USFE Binary Options
The US Futures Exchange has delayed plans to offer binary event contracts based on price movements in five asset classes - gold, silver, oil, gasoline and the euro/US dollar exchange rate - but is continuing to develop its event-driven complex.
The USFE conceived a suite of binary options to tap the growing demand from retail investors for event-driven products offering speculative plays ranging from movements in financial indexes and individual assets to the outcome of sporting and political contests.
The market had spawned a range of unregulated online entities, many of them focused on sports events, while others such as Dublin-based Intrade had expanded to include products based on financial indexes.

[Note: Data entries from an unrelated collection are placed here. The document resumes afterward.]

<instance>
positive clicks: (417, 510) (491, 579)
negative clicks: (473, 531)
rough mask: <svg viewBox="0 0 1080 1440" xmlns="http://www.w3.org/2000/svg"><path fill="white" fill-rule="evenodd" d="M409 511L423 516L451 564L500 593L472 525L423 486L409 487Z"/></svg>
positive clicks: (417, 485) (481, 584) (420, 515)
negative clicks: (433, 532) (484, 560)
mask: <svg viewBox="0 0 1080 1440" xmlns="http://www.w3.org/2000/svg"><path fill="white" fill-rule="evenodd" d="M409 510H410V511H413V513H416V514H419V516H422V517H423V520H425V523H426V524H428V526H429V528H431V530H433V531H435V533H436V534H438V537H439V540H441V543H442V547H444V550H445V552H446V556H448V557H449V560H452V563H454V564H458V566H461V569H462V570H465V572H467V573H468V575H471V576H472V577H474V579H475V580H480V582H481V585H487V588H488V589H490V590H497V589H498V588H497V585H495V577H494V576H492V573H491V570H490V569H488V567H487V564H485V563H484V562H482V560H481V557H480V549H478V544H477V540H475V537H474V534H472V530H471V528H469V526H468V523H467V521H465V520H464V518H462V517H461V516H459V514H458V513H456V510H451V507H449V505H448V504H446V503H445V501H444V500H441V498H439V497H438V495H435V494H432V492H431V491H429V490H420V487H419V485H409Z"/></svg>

The USFE believed the uncertain regulatory and legal environment surrounding such products, particularly in the US, offered the opportunity for products traded and cleared on a regulated US derivatives exchange.
The exchange had toyed with “consumer-friendly” products on events such as the outcome of American Idol – the popular US television talent contest , but focused on event with an underlying “economic consequence”.
The USFE launched its first product on April 20 2007 with two binary options contracts based on the outcome of the three-way contest for control of the Chicago Board of Trade between the Chicago Mercantile Exchange and the Intercontinental Exchange. (CBOT shareholders voted in favor of a merger with the CME on July 9, 2007).
Binary options in five single-asset classes were due to be launched on October 15, 2007 covering gold, silver, oil, gasoline and the euro/US dollar exchange rate. However, the products are being reconfigured, with no current launch date.
The framework envisaged a contract open on Monday morning and close on Friday afternoon, with nine contracts offering strike prices at even intervals above and below the previous week’s close.
Contracts quoted between 0 and 100, representing the implied probability that the contract will finish the week in-the-money at 100 points. Final prices equal or below the strike price at the end of the week are out of the money at 0 points. Contracts are worth $10 per point, resulting in a potential settlement value of $1,000.